Bundesliga
LASK-Trainer Dietmar Kühbauer weist russisches Angebot zurück, bleibt
LASK-Trainer Dietmar Kühbauer, der die österreichische Mannschaft an der Spitze der aktuellen Bundesliga‑Saison steuert, sagte im ORF‑Programm „Football on Sunday“, dass er ein Angebot aus Russland abgelehnt hat und bis zum Ablauf seines Vertrags im nächsten Sommer bei LASK bleiben wird.
Im Interview bekräftigte Kühbauer seine Loyalität und sagte: „Das ist kein aktuelles Thema für mich, ich verpflichte mich zu LASK.“ Er betonte, dass ein Wechsel in dieser Phase völlig ausgeschlossen sei. Die Kommentare wurden von UWE WINTER Wien berichtet.
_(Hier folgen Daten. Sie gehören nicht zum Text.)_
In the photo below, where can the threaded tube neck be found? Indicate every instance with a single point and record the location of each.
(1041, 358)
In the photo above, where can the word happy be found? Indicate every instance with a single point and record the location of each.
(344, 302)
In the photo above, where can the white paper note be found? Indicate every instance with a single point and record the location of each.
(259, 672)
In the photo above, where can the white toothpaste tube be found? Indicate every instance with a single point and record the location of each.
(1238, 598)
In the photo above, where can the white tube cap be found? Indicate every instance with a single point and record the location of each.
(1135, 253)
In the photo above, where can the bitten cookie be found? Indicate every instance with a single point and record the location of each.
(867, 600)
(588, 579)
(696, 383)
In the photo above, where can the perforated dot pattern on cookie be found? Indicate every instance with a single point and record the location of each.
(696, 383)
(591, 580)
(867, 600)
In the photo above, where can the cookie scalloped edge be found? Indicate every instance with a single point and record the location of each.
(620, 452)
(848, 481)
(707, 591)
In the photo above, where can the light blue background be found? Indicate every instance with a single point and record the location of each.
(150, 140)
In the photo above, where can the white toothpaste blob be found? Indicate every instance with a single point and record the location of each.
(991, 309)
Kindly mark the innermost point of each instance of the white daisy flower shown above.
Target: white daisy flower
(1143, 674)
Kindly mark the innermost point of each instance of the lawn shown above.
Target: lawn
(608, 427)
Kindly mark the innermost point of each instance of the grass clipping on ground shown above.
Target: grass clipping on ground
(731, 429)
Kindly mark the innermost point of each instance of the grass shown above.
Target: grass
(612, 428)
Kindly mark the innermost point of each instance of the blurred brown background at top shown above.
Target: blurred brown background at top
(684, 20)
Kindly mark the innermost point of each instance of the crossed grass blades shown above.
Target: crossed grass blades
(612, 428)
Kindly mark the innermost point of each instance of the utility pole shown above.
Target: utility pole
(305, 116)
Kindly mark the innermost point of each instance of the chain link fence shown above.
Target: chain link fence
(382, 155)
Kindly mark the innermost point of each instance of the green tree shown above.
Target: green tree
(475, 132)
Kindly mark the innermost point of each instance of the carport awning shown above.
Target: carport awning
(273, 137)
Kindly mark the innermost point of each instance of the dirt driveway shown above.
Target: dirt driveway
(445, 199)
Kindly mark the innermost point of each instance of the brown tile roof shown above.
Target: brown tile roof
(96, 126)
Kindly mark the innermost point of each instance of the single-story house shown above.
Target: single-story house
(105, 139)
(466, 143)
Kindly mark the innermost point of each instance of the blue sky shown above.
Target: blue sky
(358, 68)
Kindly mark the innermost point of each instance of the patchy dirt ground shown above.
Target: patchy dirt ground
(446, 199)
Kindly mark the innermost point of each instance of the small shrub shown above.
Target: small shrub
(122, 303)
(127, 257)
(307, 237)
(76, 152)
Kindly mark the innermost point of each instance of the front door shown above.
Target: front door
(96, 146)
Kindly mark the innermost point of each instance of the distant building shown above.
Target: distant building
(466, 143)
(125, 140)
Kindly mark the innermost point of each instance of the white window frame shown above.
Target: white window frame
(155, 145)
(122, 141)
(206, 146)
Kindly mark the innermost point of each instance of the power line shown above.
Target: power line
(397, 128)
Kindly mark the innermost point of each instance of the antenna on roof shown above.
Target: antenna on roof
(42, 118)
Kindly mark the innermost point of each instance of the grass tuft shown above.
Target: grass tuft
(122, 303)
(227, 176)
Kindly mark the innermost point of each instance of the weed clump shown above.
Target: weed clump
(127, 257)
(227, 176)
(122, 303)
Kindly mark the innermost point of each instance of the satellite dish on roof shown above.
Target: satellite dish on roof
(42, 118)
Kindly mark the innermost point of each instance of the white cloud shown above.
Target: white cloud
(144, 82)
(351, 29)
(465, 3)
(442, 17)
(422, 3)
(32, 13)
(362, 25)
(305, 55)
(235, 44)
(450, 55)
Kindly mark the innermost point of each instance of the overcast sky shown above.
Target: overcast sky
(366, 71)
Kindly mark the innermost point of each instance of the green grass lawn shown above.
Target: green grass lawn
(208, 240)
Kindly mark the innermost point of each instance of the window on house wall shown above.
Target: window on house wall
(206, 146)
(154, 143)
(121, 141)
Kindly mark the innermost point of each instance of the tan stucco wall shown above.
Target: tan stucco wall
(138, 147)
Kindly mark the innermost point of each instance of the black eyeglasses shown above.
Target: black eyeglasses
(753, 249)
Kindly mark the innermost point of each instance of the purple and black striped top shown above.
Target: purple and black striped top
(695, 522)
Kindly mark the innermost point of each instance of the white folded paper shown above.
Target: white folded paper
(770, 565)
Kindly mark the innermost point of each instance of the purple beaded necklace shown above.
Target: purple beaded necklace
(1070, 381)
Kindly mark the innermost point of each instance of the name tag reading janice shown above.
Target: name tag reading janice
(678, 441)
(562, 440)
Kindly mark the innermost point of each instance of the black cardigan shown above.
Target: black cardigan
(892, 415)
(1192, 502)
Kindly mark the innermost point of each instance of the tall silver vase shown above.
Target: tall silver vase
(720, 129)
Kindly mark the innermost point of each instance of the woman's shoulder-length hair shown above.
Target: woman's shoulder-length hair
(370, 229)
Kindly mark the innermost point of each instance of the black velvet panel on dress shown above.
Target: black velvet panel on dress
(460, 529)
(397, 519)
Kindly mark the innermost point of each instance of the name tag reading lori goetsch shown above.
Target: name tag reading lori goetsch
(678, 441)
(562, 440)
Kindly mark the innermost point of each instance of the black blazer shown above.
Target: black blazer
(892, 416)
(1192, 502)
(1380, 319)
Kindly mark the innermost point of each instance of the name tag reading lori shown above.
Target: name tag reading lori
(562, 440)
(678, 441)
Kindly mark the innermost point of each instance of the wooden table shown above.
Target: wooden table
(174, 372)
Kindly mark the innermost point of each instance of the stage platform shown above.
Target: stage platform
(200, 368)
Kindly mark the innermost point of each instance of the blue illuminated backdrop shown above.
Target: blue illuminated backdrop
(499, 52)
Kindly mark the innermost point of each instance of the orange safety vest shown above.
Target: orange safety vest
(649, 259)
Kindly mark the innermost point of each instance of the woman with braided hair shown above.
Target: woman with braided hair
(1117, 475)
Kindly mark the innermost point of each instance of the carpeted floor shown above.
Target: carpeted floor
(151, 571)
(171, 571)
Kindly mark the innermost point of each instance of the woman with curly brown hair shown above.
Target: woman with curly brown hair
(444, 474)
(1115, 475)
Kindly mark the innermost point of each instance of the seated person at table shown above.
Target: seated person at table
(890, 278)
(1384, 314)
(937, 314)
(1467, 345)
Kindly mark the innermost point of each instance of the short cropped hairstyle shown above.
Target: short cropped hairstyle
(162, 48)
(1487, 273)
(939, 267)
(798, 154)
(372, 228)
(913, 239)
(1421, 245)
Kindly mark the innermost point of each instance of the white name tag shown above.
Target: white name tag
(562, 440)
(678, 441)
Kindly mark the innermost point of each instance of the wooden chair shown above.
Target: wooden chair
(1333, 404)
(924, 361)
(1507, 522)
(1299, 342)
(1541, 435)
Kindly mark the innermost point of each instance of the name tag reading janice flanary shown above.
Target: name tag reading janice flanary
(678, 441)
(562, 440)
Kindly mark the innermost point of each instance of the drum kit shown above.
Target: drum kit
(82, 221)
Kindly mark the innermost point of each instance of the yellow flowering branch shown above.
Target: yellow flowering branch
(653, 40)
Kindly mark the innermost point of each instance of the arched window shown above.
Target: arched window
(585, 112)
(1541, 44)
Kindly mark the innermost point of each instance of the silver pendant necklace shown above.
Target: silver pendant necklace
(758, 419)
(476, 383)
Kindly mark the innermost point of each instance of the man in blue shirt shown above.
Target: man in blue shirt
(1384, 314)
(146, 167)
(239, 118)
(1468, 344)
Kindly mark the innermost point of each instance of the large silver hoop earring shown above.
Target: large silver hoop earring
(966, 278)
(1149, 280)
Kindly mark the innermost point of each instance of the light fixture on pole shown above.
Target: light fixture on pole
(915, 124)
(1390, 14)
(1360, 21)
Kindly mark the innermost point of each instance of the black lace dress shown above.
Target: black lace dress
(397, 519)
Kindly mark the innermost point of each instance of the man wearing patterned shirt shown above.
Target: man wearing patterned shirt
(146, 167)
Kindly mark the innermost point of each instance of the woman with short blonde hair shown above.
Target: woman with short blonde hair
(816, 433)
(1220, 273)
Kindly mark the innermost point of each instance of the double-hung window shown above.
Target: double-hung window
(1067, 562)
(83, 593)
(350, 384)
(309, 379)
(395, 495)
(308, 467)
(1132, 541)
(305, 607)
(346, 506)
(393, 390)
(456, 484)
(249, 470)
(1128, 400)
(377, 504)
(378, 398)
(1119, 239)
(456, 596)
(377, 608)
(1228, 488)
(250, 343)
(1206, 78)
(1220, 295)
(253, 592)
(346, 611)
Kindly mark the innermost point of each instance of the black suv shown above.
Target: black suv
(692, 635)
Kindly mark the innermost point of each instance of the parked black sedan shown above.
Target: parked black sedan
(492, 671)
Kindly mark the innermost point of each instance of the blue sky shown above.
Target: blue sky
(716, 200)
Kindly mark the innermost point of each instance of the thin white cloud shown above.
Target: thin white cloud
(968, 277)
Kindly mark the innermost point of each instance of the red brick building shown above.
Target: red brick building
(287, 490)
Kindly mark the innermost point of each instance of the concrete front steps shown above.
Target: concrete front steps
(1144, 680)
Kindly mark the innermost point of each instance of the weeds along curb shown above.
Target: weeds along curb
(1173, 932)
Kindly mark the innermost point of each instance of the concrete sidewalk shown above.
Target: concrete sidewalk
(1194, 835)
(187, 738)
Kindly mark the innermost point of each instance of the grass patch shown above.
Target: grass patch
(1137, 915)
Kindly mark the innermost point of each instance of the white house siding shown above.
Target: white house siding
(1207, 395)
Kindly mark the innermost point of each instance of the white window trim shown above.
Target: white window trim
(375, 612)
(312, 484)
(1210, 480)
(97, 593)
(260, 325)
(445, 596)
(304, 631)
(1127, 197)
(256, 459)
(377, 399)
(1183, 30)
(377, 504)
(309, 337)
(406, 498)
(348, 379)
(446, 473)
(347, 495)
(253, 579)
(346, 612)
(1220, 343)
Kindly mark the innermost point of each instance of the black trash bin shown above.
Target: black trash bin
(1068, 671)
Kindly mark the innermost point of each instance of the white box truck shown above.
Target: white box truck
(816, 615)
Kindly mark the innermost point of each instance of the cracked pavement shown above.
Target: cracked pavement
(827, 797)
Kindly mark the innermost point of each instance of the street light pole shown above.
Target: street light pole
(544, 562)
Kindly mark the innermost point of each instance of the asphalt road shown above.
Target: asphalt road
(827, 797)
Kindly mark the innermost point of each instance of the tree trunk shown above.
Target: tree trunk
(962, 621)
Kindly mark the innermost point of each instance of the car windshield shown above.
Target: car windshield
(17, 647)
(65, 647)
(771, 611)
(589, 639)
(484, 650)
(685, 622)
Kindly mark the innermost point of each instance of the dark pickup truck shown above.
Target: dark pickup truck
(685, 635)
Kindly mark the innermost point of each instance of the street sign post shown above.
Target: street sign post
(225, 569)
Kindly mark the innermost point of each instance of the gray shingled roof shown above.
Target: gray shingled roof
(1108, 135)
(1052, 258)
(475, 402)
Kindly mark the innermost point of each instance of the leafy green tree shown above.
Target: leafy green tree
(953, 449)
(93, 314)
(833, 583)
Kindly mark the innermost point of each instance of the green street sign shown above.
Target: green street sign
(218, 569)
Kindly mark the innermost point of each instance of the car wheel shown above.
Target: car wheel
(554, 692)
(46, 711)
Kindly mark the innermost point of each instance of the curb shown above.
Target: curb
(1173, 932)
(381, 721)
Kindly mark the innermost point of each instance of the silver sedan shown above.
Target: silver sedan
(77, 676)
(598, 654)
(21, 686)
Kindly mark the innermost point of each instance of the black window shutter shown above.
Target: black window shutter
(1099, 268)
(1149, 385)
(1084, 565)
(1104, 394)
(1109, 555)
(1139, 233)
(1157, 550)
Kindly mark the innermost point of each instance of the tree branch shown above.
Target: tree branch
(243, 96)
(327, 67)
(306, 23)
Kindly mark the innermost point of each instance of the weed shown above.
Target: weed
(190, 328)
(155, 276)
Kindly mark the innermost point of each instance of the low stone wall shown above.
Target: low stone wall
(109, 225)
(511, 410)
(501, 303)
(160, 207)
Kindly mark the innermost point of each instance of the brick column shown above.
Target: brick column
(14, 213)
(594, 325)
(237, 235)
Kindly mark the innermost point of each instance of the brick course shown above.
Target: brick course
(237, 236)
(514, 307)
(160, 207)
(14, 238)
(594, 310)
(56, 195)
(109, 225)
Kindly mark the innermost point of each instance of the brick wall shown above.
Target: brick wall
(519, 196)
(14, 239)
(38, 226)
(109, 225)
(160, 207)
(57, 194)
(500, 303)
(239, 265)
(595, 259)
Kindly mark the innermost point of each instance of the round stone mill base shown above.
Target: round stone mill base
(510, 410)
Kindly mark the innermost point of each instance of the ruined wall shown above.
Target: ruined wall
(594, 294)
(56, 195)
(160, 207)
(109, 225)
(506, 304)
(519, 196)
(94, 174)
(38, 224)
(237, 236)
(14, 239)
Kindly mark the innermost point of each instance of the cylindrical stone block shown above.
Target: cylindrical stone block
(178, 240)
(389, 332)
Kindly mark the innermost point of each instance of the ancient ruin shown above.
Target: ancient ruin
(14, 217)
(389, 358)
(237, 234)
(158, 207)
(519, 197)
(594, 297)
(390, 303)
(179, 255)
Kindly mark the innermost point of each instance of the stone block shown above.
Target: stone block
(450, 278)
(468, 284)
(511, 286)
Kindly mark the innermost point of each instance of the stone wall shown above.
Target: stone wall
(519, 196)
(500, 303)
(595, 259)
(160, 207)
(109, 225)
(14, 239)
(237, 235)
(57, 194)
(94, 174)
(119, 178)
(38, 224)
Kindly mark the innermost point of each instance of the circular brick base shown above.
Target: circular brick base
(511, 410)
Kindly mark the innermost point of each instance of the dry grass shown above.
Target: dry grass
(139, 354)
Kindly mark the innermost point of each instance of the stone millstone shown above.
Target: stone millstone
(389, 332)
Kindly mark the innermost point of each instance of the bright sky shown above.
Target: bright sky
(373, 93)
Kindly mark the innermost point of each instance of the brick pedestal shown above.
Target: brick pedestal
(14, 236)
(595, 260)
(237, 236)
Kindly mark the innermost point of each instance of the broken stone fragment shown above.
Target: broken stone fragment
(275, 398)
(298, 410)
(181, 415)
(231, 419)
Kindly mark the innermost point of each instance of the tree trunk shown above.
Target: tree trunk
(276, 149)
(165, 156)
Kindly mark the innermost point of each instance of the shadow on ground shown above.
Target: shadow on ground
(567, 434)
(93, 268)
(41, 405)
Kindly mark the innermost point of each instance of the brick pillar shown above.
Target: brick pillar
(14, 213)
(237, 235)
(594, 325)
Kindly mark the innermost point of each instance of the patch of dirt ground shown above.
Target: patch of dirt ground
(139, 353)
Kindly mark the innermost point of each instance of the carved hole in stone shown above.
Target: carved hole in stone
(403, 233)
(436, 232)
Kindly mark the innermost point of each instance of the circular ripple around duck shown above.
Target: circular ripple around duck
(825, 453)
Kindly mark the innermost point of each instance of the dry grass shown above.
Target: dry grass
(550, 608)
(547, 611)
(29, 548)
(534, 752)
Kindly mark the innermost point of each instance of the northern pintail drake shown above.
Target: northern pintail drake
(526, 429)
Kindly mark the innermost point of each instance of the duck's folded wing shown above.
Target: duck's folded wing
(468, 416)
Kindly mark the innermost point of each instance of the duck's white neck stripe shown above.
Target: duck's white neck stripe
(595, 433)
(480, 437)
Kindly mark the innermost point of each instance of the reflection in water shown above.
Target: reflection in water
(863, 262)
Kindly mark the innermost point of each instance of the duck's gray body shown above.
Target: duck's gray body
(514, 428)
Russisches Angebot abgelehnt
Auf die Frage, ob ein Angebot gemacht worden sei, antwortete der 55‑jährige Burgenland‑Einheimische schlicht „Russland“. Er fügte hinzu, dass eine Tätigkeit in der kriegszerstörten Nation „undenkbar“ und für ihn „nie ein Thema“ sei.
Engagement für LASK
Kühbauer sagte, er fühle sich bei LASK „sehr wohl“, und bemerkte, dass die Mannschaft bereits einen Meilenstein erreicht habe und nun die Chance habe, international zu spielen. Er beschrieb die Situation als „nicht das Schlimmste“ und drückte Stolz auf den Fortschritt aus.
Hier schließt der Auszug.